Untuk itulah, maka seorang guru harus mendalami dan menguasai 3 (tiga) model pendekatan pendidikan perspektif al-Qur’an; pendekatan bi al-hikmah, mauizhati al-hasanah, dan wajadilhum billati hiya ahsan. Pendekatan bi al-hikmah berarti seorang guru harus memiliki sifat-sifat akhlak mulia, yaitu sabar, santun, tidak pantang menyerah, cerdas, jeli, berusaha memahami karakter peserta didik, senantiasa mencari cara-cara yang dapat menggugah hati peserta didik. Al-hikmah selanjutnya diperkuat dengan pendekatan yang kedua, yaitu mauizhati al-hasanah dengan memberi nasehat yang dapat menggugah hati peserta didik. Materinya bisa saja dari al-Qur’an atau peristiwa-peristiwa yang ada di sekitarnya.
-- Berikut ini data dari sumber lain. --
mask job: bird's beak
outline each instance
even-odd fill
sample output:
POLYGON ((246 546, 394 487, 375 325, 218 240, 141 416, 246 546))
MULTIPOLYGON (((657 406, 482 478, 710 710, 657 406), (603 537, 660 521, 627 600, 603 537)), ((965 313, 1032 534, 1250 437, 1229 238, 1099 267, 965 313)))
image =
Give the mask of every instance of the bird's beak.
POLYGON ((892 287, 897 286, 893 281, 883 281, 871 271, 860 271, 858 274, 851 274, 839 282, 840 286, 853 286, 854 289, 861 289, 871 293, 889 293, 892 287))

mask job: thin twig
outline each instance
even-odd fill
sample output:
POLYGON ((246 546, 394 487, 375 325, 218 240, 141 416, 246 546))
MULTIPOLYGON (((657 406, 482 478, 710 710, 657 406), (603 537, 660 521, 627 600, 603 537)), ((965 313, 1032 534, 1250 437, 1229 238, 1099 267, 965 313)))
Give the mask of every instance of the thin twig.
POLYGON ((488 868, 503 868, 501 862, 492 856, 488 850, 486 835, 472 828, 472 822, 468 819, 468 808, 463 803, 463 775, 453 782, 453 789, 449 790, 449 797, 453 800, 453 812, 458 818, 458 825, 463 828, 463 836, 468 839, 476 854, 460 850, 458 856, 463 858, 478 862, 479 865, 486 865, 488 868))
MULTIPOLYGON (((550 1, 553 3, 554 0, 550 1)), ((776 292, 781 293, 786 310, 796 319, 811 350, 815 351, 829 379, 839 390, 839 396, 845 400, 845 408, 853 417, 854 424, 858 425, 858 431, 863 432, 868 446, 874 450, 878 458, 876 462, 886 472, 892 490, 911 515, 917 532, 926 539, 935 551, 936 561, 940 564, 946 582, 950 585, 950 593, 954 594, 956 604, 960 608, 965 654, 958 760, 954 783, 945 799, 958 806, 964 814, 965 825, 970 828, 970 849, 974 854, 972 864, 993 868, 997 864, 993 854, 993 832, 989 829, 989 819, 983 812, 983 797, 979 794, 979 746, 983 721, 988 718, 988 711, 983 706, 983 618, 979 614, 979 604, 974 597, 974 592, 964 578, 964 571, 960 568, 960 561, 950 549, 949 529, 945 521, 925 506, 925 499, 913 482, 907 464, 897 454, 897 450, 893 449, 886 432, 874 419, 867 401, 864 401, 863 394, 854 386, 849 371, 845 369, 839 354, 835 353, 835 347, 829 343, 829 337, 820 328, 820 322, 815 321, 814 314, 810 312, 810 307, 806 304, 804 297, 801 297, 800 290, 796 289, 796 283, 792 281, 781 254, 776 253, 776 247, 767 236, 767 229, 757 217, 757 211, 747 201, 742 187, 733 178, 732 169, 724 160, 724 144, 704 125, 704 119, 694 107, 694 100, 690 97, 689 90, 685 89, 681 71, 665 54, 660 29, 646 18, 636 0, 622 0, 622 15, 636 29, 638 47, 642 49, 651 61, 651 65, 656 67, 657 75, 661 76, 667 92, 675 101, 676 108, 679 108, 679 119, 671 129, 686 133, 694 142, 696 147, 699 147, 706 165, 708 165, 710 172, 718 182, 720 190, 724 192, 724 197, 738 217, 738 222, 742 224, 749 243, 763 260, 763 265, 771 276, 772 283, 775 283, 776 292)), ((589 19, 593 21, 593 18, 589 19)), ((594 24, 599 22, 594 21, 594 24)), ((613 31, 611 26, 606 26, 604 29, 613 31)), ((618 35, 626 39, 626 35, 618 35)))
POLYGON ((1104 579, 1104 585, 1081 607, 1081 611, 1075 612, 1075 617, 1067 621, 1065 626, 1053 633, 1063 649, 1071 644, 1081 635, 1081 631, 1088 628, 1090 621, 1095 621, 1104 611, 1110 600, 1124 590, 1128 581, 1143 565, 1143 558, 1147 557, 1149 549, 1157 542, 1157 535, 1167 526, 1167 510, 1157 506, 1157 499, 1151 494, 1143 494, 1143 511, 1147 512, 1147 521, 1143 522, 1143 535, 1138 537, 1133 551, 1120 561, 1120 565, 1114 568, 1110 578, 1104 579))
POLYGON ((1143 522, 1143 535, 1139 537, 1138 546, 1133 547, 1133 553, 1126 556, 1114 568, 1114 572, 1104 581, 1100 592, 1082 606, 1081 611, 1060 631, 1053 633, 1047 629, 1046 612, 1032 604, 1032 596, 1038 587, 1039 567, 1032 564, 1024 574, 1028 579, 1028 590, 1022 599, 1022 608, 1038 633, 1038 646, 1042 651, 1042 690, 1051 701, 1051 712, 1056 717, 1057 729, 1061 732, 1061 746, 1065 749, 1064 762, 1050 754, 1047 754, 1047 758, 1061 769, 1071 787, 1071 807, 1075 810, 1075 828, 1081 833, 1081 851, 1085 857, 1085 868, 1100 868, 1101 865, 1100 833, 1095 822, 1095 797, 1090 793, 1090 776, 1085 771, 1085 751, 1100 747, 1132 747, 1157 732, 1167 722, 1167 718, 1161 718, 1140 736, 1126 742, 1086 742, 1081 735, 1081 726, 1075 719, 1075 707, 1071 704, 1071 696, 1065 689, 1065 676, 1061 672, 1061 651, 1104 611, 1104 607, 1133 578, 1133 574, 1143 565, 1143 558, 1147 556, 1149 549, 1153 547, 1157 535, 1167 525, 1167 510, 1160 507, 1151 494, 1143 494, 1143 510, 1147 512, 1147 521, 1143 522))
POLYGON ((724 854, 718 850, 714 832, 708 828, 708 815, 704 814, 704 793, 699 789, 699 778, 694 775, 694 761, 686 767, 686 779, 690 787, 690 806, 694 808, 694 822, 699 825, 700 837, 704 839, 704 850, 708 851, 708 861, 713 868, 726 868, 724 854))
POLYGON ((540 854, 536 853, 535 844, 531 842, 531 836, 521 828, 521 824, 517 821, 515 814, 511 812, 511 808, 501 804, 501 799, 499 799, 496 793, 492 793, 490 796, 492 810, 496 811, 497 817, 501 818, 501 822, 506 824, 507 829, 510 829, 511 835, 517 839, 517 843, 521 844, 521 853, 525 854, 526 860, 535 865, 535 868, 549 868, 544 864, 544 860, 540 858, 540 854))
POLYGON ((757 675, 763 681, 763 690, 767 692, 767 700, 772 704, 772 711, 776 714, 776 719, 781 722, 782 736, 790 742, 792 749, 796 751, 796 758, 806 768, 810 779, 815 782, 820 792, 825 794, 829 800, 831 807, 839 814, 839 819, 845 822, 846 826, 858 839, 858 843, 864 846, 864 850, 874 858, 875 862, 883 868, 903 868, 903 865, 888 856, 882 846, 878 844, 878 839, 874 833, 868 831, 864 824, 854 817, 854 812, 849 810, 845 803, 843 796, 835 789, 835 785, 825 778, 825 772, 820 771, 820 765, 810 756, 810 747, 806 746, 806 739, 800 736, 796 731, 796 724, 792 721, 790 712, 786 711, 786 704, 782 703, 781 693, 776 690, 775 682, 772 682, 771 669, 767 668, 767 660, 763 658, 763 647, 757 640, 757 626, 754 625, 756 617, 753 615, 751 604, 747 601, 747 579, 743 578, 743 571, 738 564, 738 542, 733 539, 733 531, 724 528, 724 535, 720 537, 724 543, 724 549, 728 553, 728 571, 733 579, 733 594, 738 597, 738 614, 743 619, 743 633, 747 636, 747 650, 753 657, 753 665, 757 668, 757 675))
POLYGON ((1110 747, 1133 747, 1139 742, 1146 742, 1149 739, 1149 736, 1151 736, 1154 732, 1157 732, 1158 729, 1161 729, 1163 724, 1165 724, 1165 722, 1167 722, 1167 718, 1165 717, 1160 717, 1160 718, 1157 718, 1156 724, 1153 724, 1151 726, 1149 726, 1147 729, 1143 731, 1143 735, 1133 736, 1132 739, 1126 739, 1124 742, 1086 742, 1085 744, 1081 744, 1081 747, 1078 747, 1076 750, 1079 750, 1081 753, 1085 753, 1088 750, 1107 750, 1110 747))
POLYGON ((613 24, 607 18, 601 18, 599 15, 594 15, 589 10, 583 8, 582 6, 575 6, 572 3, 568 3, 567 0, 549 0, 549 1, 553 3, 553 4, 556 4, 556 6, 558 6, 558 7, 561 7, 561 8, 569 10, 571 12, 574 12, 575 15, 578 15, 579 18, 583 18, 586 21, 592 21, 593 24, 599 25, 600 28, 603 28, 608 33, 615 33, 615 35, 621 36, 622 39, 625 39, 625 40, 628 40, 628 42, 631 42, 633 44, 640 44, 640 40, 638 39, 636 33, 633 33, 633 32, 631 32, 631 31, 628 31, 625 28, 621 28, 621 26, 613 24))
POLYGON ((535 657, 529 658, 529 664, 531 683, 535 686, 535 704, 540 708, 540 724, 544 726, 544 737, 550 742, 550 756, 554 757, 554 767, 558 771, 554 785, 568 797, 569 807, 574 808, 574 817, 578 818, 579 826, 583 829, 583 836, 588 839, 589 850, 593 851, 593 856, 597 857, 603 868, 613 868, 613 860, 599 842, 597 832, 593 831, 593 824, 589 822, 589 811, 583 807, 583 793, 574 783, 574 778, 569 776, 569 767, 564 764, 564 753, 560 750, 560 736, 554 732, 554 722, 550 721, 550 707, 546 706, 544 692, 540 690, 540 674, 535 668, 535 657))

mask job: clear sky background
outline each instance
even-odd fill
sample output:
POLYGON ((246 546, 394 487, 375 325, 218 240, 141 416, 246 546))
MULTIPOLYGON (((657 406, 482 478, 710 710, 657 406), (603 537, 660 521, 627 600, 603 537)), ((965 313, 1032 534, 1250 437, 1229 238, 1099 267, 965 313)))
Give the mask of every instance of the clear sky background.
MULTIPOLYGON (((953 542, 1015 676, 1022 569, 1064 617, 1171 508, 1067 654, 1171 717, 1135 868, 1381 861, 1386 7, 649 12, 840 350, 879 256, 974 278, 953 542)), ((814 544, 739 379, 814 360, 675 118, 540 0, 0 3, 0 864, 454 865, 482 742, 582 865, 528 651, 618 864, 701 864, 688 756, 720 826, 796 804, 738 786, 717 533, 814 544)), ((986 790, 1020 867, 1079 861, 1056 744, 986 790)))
Pendekatan yang ketiga adalah wajadilhul billati hiya ahsan. Dalam kondisi tertentu, seorang pendidik atau guru dapat saja mendapat bantahan dari peserta didik, baik secara langsung maupun tidak langsung. Maka dalam hal ini, guru dihimbau untuk bermujadalah dengan cara yang baik, tidak mudah terpancing, emosinya terkendali dan terus berusaha meyakinkan peserta didik untuk mau menjauhi keburukan dan gemar berbuat baik.
Dengan menggunakan 3 model pendekatan pendidikan ini, kompetensi kepribadian guru diharapkan dapat tertata dengan baik. Ketika kompetensi kepribadian ini bagus, maka kompetensi lain dapat berjalan dengan maksimal pula. Jika kepribadian ini rapuh, maka bagaimana pun hebatnya kompetensi lain, baik kompetensi profesional maupun pedagogis, proses pendidikan tetap tidak maksimal karena substansinya terabaikan, yakni kepribadian guru. Wallahu a’lam!
*Johansyah, Ketua STIT Al-Washliyah Aceh Tengah.